Louisiana legislators approved Friday morning cuts to the state’s operating budget for the fiscal year that started July 1.

The move by the Joint Legislative Committee on the Budget also means that after elections this fall, the new governor and new legislators will need to find $713 million to balance the budget for next fiscal year.

And that doesn’t include any recalculation necessary if the price of oil doesn’t rebound. The state’s $25 billion operating budget for this fiscal year is calculated on an average annual price of oil at $61.70 per barrel. The price today is in the low $40 per barrel range.

LSU economist Jim Richardson, a member of the Revenue Estimating Conference, said unless the price starts going up by October, state officials will have to revisit and readjust the state spending plan later this year.
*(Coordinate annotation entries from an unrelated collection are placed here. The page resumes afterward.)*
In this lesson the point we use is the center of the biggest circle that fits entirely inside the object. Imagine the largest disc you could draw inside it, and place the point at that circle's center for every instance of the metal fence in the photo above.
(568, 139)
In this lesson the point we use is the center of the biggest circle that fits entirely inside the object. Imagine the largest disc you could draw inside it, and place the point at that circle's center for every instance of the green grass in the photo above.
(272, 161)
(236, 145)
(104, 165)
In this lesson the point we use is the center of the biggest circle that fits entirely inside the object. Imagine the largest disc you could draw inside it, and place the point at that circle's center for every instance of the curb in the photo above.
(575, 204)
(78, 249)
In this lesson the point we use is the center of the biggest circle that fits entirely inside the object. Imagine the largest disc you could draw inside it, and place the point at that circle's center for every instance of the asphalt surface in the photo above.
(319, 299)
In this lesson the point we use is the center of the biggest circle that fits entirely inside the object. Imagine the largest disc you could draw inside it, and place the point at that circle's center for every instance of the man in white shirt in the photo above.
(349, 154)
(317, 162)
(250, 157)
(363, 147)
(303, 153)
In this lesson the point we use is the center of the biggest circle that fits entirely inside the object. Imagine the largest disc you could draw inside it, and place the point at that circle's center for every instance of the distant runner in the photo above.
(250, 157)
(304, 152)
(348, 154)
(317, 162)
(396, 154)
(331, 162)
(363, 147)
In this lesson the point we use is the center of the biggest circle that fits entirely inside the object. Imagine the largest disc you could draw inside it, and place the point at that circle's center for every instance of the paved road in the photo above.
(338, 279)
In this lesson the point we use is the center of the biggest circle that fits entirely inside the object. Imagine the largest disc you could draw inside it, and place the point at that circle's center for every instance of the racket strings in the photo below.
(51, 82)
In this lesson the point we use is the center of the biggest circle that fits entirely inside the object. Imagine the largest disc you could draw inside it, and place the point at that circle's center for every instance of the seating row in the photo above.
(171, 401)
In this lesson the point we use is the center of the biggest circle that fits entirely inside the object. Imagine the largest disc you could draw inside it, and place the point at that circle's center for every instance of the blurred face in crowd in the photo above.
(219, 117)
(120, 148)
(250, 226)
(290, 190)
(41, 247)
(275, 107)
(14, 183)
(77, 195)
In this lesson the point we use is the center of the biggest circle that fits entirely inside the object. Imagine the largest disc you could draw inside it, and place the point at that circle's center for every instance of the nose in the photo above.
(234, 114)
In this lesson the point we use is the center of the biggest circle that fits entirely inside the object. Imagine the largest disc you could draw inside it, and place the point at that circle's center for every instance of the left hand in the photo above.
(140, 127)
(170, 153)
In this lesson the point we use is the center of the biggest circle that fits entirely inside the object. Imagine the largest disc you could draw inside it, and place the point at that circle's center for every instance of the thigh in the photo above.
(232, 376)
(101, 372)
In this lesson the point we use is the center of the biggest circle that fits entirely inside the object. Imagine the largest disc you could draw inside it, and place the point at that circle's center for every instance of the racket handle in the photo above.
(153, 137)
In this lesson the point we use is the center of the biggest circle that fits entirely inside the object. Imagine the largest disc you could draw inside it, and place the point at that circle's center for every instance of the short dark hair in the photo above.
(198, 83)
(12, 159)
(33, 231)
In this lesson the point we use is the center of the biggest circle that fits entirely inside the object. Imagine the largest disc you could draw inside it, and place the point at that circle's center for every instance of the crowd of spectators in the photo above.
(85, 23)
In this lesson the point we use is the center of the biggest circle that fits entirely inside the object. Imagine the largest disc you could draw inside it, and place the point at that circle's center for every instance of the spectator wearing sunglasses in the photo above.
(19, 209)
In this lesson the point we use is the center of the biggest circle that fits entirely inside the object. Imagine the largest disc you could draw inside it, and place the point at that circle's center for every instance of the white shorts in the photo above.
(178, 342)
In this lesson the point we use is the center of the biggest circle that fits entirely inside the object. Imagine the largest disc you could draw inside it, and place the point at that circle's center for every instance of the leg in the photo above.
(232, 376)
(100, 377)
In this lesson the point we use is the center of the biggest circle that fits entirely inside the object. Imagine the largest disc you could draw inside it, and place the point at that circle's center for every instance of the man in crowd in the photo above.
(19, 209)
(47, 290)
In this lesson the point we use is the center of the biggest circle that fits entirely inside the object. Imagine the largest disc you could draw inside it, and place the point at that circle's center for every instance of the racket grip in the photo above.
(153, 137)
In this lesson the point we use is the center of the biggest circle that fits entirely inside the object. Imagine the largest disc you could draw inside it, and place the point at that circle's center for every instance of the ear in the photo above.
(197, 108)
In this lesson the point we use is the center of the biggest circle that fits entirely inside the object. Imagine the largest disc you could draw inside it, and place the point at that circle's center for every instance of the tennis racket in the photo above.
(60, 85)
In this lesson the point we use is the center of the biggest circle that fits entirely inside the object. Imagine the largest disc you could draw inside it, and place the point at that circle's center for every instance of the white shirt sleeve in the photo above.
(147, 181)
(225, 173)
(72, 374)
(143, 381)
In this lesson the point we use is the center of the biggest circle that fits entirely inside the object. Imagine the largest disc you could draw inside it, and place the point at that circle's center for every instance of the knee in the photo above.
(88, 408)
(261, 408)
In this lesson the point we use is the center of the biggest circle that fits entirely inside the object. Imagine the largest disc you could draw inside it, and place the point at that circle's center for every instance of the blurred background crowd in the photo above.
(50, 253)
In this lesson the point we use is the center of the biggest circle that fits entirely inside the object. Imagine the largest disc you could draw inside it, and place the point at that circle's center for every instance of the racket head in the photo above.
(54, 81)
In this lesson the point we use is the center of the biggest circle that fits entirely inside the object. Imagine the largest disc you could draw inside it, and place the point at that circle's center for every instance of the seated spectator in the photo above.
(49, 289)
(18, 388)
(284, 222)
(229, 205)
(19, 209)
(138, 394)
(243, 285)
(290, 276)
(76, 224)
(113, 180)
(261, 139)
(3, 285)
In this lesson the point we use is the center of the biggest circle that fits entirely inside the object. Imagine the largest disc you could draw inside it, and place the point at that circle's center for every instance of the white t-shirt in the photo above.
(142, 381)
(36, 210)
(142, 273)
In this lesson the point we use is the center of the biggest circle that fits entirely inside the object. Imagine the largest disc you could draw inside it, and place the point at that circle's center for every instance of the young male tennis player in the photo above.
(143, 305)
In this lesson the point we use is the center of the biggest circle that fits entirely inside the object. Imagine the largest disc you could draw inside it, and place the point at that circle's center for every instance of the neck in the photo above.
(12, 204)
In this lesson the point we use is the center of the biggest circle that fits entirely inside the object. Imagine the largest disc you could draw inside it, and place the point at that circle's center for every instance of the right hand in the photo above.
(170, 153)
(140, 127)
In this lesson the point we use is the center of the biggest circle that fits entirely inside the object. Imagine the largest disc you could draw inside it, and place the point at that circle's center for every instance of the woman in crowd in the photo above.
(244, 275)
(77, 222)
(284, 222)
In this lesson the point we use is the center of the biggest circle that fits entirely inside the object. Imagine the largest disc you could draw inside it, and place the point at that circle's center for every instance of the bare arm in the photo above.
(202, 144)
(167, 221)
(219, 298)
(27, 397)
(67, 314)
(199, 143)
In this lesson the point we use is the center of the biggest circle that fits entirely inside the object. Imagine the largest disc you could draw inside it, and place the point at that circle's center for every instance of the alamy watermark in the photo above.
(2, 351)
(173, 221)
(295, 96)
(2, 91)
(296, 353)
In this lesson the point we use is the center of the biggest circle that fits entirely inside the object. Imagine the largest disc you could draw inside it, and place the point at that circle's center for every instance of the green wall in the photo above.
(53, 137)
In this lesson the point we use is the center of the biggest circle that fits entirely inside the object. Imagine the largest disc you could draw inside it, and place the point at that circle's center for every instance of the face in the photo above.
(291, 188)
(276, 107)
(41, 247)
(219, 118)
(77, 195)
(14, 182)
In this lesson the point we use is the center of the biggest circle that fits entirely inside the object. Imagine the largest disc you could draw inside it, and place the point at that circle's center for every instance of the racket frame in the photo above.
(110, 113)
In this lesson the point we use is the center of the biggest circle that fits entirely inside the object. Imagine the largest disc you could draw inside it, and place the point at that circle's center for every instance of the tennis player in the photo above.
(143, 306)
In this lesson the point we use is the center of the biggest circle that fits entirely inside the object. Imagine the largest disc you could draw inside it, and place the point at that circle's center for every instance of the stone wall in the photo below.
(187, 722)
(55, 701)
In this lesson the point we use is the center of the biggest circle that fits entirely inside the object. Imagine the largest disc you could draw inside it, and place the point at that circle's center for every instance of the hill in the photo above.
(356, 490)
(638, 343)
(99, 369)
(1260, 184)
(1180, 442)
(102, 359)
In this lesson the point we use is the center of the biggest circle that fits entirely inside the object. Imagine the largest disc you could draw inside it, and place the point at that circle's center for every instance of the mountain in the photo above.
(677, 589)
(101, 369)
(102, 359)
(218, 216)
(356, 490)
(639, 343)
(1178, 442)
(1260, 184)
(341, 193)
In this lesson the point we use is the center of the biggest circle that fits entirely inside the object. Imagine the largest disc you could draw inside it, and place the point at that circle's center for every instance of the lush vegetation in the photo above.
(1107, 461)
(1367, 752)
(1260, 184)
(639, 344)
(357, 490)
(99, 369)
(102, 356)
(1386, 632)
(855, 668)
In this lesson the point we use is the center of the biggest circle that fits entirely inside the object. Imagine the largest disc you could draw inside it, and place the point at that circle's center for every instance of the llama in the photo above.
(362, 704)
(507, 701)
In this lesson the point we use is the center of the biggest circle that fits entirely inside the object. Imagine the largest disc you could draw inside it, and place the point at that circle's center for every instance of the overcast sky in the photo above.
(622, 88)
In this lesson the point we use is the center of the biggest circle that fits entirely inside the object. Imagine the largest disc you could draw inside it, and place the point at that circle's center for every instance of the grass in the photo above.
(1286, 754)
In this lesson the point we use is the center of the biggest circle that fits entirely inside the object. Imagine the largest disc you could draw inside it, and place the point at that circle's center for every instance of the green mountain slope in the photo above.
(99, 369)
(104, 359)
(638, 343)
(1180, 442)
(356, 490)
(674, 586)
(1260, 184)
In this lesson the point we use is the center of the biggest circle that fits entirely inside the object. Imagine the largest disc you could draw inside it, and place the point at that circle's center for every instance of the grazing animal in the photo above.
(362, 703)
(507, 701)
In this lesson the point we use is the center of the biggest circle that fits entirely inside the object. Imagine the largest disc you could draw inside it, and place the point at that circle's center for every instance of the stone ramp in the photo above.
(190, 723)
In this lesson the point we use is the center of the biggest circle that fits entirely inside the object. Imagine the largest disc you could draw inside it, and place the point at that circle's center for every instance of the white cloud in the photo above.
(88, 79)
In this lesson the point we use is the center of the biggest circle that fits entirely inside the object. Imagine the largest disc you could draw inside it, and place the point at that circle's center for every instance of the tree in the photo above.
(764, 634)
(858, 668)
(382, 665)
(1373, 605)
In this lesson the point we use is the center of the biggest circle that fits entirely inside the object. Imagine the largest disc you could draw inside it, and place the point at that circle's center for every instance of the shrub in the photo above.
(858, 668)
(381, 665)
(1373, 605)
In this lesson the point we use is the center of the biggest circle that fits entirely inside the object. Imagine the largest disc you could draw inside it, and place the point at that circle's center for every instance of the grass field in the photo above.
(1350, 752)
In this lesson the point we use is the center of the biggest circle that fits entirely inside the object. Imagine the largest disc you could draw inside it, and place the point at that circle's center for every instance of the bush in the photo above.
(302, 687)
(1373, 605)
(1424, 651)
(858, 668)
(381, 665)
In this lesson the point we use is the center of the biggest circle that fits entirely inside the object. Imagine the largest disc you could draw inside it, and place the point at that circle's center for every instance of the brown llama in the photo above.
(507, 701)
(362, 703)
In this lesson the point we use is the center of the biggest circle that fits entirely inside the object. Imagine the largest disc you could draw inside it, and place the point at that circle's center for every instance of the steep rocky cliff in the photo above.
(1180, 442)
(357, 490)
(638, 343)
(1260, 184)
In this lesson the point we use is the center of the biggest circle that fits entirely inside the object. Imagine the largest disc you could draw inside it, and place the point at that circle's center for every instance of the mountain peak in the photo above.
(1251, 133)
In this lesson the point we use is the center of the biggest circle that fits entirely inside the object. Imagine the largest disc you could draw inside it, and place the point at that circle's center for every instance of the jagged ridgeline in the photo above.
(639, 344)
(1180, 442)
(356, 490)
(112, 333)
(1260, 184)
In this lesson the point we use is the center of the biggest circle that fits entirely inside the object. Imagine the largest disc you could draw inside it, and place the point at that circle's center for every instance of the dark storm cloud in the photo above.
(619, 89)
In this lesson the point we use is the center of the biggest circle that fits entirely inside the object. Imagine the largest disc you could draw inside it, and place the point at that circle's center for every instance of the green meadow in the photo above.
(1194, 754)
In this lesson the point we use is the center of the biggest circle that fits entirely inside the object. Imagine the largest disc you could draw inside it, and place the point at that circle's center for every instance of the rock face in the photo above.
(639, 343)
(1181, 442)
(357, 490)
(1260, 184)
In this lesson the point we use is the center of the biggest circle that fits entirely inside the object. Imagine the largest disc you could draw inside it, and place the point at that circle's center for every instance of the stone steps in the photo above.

The state Constitution requires a balanced budget and if revenues are found to be not coming in as projected, state law requires mid-year corrections. He spoke after the panel approved early Friday the revenues projected to be raised by budget moves made during the last session.

Democratic New Orleans Sen Ed Murray pointed out that the budget is substantially out of balance at the current price of oil.

Before accepting the REC decision, the joint legislative budget committee, packing the hearing room, authorized budget cuts of about $4.6 million.

Higher education accounts for $3.8 million of those reductions.

House Appropriations Chairman Jim Fannin, R-Joneboro, said this would give the agencies a longer time to address the shortfall.